Delegation
By default, other homeservers will expect to be able to reach yours via
your server_name
, on port 8448. For example, if you set your server_name
to example.com
(so that your user names look like @user:example.com
),
other servers will try to connect to yours at https://example.com:8448/
.
Delegation is a Matrix feature allowing a homeserver admin to retain a
server_name
of example.com
so that user IDs, room aliases, etc continue
to look like *:example.com
, whilst having federation traffic routed
to a different server and/or port (e.g. synapse.example.com:443
).
.well-known delegation
To use this method, you need to be able to alter the
server_name
's https server to serve the /.well-known/matrix/server
URL. Having an active server (with a valid TLS certificate) serving your
server_name
domain is out of the scope of this documentation.
The URL https://<server_name>/.well-known/matrix/server
should
return a JSON structure containing the key m.server
like so:
{
"m.server": "<synapse.server.name>[:<yourport>]"
}
In our example, this would mean that URL https://example.com/.well-known/matrix/server
should return:
{
"m.server": "synapse.example.com:443"
}
Note, specifying a port is optional. If no port is specified, then it defaults to 8448.
With .well-known delegation, federating servers will check for a valid TLS
certificate for the delegated hostname (in our example: synapse.example.com
).
SRV DNS record delegation
It is also possible to do delegation using a SRV DNS record. However, that is
considered an advanced topic since it's a bit complex to set up, and .well-known
delegation is already enough in most cases.
However, if you really need it, you can find some documentation on how such a record should look like and how Synapse will use it in the Matrix specification.
Delegation FAQ
When do I need delegation?
If your homeserver's APIs are accessible on the default federation port (8448)

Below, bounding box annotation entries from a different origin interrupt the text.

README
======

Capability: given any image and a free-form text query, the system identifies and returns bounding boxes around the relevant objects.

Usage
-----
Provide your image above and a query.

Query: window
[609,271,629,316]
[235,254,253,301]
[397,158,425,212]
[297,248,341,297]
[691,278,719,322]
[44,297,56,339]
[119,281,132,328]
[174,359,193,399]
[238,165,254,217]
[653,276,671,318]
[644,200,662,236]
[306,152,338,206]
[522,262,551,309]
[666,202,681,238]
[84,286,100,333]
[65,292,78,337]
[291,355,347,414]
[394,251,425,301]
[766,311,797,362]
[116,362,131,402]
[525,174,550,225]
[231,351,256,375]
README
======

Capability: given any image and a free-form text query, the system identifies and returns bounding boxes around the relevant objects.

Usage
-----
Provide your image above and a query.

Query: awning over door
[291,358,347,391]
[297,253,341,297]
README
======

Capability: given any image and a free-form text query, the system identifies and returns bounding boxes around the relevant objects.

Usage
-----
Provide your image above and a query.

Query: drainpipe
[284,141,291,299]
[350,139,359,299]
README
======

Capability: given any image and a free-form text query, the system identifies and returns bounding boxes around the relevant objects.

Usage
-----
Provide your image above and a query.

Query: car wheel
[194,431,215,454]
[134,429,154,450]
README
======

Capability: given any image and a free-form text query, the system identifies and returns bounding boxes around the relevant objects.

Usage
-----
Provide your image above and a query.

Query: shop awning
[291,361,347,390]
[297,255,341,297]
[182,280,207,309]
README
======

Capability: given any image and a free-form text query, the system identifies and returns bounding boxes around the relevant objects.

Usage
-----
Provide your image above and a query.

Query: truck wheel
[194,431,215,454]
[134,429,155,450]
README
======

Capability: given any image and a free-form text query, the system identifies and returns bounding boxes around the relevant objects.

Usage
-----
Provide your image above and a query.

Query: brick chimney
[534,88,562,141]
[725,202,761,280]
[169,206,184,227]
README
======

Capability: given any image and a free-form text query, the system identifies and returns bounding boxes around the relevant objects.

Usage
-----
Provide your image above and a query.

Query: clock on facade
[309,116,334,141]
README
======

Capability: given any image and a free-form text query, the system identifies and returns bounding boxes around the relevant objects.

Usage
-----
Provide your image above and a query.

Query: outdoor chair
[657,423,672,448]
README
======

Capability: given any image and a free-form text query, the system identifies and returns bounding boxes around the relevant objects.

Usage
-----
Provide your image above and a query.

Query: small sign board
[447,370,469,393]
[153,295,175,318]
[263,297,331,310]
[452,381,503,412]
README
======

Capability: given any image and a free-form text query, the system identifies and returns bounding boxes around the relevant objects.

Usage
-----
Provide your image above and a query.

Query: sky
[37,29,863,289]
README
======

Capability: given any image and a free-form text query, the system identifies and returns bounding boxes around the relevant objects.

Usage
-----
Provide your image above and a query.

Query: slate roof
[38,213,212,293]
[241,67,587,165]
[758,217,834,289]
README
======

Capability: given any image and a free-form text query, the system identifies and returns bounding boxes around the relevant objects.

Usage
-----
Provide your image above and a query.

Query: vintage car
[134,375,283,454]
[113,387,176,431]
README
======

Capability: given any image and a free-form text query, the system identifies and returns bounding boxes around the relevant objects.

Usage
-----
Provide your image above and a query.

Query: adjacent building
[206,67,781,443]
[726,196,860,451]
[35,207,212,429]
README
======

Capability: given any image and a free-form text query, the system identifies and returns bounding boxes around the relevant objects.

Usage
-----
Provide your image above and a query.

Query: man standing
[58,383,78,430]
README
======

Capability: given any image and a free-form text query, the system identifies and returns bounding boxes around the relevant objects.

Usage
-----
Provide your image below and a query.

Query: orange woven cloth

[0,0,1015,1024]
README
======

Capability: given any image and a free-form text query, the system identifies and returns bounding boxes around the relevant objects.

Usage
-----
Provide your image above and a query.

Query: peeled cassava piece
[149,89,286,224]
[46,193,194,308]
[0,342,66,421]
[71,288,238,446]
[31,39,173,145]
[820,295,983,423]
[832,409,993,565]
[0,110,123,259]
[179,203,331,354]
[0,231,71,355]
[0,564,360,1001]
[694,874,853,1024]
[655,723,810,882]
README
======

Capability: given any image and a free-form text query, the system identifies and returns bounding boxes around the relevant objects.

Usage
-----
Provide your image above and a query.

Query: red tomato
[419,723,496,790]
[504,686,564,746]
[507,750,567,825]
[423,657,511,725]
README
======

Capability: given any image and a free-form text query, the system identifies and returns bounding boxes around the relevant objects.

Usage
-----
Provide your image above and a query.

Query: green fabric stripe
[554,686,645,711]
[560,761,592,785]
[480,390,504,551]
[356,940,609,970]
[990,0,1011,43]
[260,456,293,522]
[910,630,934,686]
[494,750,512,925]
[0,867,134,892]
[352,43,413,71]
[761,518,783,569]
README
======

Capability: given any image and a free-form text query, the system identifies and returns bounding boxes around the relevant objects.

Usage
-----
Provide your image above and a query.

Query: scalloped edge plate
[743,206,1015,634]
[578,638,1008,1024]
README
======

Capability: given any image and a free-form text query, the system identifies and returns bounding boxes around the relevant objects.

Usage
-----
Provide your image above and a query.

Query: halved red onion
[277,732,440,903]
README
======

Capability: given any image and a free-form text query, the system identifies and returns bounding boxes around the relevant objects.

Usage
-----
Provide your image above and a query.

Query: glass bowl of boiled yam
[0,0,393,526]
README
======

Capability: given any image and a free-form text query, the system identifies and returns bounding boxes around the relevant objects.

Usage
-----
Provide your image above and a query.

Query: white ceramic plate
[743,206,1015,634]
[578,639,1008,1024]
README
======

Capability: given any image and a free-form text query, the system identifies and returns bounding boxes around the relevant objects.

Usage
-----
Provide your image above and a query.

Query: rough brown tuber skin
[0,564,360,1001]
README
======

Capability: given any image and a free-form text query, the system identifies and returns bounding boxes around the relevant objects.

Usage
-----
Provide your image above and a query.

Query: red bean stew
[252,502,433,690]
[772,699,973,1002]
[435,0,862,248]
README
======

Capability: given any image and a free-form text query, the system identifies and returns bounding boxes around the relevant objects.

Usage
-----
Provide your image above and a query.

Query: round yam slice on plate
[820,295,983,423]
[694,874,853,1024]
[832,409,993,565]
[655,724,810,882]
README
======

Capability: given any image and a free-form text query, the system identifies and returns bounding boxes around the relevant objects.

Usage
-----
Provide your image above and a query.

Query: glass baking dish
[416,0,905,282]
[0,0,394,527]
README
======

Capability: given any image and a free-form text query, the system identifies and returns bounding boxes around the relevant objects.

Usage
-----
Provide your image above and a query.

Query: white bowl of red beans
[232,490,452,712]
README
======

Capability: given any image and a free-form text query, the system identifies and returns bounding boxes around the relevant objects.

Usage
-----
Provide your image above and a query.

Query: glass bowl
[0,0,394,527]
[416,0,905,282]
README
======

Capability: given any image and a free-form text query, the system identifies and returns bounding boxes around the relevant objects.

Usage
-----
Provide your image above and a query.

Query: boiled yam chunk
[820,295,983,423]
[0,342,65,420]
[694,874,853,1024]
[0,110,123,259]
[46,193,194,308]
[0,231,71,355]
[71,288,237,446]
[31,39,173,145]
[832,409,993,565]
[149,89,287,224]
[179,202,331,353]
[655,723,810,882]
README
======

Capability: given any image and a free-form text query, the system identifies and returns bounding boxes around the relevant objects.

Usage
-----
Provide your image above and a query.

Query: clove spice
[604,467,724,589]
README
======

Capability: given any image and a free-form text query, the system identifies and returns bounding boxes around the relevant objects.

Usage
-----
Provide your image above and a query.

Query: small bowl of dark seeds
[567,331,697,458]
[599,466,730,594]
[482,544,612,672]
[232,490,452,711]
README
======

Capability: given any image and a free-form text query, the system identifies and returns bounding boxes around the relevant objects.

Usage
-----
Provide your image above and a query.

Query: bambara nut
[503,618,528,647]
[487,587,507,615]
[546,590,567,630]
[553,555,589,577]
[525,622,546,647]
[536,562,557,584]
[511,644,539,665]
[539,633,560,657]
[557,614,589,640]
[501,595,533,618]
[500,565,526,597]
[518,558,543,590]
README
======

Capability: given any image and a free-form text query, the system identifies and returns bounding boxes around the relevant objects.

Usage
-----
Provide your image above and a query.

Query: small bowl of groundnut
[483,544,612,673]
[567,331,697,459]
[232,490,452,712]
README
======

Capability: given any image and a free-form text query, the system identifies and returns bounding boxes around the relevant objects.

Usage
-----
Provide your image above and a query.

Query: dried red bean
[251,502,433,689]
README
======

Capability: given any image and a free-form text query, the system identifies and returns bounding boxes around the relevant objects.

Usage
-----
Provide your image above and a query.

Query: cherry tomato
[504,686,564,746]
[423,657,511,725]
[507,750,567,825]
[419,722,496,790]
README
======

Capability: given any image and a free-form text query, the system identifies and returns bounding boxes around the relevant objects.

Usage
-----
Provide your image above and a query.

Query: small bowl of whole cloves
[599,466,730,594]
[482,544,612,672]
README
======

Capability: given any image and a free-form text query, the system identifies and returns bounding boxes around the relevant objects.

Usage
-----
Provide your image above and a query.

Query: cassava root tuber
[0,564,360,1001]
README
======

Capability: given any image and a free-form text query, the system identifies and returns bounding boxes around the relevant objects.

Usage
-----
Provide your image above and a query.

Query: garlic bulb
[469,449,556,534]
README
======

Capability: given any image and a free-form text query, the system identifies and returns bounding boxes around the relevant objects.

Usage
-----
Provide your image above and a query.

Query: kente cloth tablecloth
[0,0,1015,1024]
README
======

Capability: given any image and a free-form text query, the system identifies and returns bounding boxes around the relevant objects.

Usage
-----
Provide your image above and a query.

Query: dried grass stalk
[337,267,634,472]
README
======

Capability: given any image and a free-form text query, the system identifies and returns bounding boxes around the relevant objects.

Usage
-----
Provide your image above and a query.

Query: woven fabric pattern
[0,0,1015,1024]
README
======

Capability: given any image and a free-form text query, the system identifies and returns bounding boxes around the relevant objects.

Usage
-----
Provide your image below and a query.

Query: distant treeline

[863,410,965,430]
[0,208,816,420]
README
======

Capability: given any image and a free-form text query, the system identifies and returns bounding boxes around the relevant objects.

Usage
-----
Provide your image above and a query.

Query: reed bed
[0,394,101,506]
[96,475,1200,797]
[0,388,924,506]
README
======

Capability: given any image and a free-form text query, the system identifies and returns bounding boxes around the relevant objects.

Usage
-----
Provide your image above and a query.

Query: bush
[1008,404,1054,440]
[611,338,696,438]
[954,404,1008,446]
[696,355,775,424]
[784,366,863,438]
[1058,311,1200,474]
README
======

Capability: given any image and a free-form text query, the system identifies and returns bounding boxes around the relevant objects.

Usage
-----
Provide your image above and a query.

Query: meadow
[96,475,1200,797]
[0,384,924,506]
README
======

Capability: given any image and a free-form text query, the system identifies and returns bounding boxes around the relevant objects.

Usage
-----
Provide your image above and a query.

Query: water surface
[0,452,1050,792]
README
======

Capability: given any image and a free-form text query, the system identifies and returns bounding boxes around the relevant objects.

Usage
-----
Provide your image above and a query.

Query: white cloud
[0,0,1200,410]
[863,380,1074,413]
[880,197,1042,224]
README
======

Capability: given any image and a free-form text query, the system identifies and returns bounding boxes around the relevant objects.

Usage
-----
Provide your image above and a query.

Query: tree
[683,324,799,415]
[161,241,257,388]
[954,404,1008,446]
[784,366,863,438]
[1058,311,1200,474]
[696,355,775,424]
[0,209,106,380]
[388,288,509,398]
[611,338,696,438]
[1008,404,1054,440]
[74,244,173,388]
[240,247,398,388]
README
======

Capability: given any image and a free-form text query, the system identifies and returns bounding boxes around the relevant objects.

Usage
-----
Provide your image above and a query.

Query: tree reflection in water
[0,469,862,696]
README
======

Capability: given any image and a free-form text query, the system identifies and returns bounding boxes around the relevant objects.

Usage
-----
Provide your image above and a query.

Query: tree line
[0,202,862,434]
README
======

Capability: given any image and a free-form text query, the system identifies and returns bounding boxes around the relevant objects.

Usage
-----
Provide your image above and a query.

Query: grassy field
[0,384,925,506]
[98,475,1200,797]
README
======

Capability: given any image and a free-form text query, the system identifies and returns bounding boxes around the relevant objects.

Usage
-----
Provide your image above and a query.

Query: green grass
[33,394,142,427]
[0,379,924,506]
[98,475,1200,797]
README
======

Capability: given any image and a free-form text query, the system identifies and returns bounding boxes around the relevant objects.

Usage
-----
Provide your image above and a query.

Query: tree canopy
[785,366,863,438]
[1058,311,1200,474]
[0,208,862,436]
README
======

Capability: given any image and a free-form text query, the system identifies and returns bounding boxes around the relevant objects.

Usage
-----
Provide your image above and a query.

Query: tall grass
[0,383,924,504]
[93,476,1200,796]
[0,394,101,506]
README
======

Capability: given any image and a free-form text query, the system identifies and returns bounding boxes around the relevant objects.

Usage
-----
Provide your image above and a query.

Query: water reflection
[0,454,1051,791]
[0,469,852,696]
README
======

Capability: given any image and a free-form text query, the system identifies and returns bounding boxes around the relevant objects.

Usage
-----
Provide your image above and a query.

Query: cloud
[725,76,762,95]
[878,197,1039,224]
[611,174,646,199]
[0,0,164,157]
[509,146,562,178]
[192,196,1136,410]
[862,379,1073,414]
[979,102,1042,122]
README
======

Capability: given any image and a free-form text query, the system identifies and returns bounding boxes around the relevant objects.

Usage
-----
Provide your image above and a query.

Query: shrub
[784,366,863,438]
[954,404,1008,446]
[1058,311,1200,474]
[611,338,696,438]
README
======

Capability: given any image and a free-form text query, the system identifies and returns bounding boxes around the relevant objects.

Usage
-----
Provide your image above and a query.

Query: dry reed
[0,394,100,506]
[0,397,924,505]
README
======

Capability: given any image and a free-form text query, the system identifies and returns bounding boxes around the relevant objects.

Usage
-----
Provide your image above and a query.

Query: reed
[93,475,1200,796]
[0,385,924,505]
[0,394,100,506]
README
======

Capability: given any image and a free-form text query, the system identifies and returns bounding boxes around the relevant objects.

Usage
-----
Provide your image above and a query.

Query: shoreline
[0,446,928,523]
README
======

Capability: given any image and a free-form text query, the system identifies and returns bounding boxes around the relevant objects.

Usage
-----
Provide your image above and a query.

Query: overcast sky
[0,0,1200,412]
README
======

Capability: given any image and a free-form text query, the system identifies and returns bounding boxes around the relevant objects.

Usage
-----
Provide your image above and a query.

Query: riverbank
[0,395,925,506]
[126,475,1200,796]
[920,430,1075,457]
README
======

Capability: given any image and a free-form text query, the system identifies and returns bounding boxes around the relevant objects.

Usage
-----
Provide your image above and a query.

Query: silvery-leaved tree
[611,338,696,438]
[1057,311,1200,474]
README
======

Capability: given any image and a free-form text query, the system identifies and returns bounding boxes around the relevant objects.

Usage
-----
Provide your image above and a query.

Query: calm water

and the domain your server_name
points to, you do not need any delegation.
For instance, if you registered example.com
and pointed its DNS A record at a
fresh server, you could install Synapse on that host, giving it a server_name
of example.com
, and once a reverse proxy has been set up to proxy all requests
sent to the port 8448
and serve TLS certificates for example.com
, you
wouldn't need any delegation set up.
However, if your homeserver's APIs aren't accessible on port 8448 and on the
domain server_name
points to, you will need to let other servers know how to
find it using delegation.
Do you still recommend against using a reverse proxy on the federation port?
We no longer actively recommend against using a reverse proxy. Many admins will find it easier to direct federation traffic to a reverse proxy and manage their own TLS certificates, and this is a supported configuration.
See reverse_proxy.md for information on setting up a reverse proxy.
Do I still need to give my TLS certificates to Synapse if I am using a reverse proxy?
This is no longer necessary. If you are using a reverse proxy for all of your
TLS traffic, then you can set no_tls: True
in the Synapse config.
In that case, the only reason Synapse needs the certificate is to populate a legacy
tls_fingerprints
field in the federation API. This is ignored by Synapse 0.99.0
and later, and the only time pre-0.99 Synapses will check it is when attempting to
fetch the server keys - and generally this is delegated via matrix.org
, which
is running a modern version of Synapse.
Do I need the same certificate for the client and federation port?
No. There is nothing stopping you from using different certificates, particularly if you are using a reverse proxy.